Thread: out of memory errors

out of memory errors

From

Bruce McAlister

Date:

16 June 2014, 12:56:34

Hi All,

I need some assistance with a particular out of memory issue I am
currently experiencing, your thoughts would be greatly appreciated.

Configuration:

     [1] 3 x ESX VM's
                 [a] 8 vCPU's each
                 [b] 16GB memory each
     [2] CentOS 6.5 64-bit on each
                 [a] Kernel Rev: 2.6.32-431.17.1.el6.x86_64
     [3] Postgresql from official repository
                 [a] Version 9.3.4
     [4] Configured as a master-slave pacemaker/cman/pgsql cluster
                 [a] Pacemaker version: 1.1.10-14
                 [b] CMAN version: 3.0.12.1-59
                 [c] pgsql RA version: taken from clusterlabs git repo 3
months ago (cant find version in ra file)

I did not tune any OS IPC parameters as I believe Postgresql v9.3 doesnt
use those anymore (Please correct me if I am wrong).
I have the following OS settings in place to try get optimal use of
memory and smooth out fsync operations (comments may not be 100%
accurate :) ):

# Shrink FS cache before paging to swap
vm.swappiness = 0

# Dont hand out more memory than neccesary
vm.overcommit_memory = 2

# Smooth out FS Sync
vm.dirty_ratio = 10
vm.dirty_background_ratio = 5

I have the following memory related settings for Postgresql:

work_mem = 1MB
maintenance_work_mem = 128MB
effective_cache_size = 6GB
max_connections = 700
shared_buffers = 4GB
temp_buffers = 8MB
wal_buffers = 16MB
max_stack_depth = 2MB

Currently there are roughly 300 client connections active when this
error occurs.

What appears to have happened here is that there is an autovacuum
process that attempts to kick off and fails with an out of memory error,
then shortly after that, the cluster resource agent attempts a
connection to template1 to try and see if the database is up, this
connection then fails with an out of memory error as well, at which
point the cluster fails over the database to another node.

Looking at the system memory usage, there is roughly 4GB - 5GB free
physical memory, swap (21GB) is not in use at all when this error
occurs, page cache is roughly 3GB in size when this occurs.

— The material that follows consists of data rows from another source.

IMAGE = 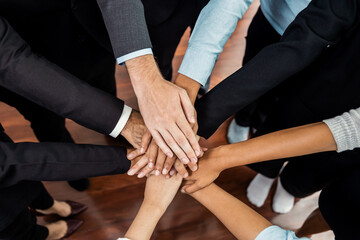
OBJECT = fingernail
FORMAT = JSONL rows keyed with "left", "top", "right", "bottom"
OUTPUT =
{"left": 127, "top": 169, "right": 135, "bottom": 175}
{"left": 148, "top": 162, "right": 154, "bottom": 168}
{"left": 191, "top": 116, "right": 196, "bottom": 123}
{"left": 137, "top": 173, "right": 144, "bottom": 178}
{"left": 203, "top": 148, "right": 208, "bottom": 151}
{"left": 155, "top": 170, "right": 160, "bottom": 176}
{"left": 181, "top": 158, "right": 189, "bottom": 164}
{"left": 191, "top": 157, "right": 197, "bottom": 163}
{"left": 166, "top": 152, "right": 173, "bottom": 158}
{"left": 181, "top": 189, "right": 186, "bottom": 194}
{"left": 140, "top": 147, "right": 145, "bottom": 154}
{"left": 193, "top": 165, "right": 198, "bottom": 171}
{"left": 162, "top": 169, "right": 168, "bottom": 175}
{"left": 127, "top": 153, "right": 133, "bottom": 159}
{"left": 170, "top": 171, "right": 175, "bottom": 176}
{"left": 183, "top": 173, "right": 189, "bottom": 178}
{"left": 195, "top": 150, "right": 201, "bottom": 157}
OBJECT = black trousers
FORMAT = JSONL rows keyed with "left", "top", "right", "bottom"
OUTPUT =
{"left": 0, "top": 131, "right": 54, "bottom": 240}
{"left": 234, "top": 9, "right": 281, "bottom": 129}
{"left": 147, "top": 0, "right": 209, "bottom": 80}
{"left": 0, "top": 184, "right": 53, "bottom": 240}
{"left": 319, "top": 167, "right": 360, "bottom": 240}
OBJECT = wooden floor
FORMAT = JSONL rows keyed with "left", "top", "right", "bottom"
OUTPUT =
{"left": 0, "top": 2, "right": 334, "bottom": 239}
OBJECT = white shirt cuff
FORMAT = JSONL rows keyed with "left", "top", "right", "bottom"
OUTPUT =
{"left": 109, "top": 105, "right": 132, "bottom": 138}
{"left": 116, "top": 48, "right": 153, "bottom": 65}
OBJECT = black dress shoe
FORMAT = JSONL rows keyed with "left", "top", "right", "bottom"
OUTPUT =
{"left": 59, "top": 219, "right": 83, "bottom": 240}
{"left": 68, "top": 178, "right": 90, "bottom": 191}
{"left": 30, "top": 200, "right": 87, "bottom": 218}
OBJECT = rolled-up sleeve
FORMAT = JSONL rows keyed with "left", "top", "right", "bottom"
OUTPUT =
{"left": 178, "top": 0, "right": 253, "bottom": 86}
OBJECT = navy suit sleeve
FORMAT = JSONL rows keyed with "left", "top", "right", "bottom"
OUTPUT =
{"left": 0, "top": 17, "right": 125, "bottom": 135}
{"left": 0, "top": 141, "right": 130, "bottom": 188}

I have attached the two memory dump logs where the first error is
related to autovacuum and the second is the cluster ra connection
attempt which fails too. I do not know how to read that memory
information to come up with any ideas to correct this issue.

The OS default for stack depth is 10MB, shall I attempt to increase the
max_stack_depth to 10MB too?

The system does not appear to be running out of memory, so I'm wondering
if I have some issue with limits or some memory related settings.

Any thoughts, tips, suggestions would be greatly appreciated.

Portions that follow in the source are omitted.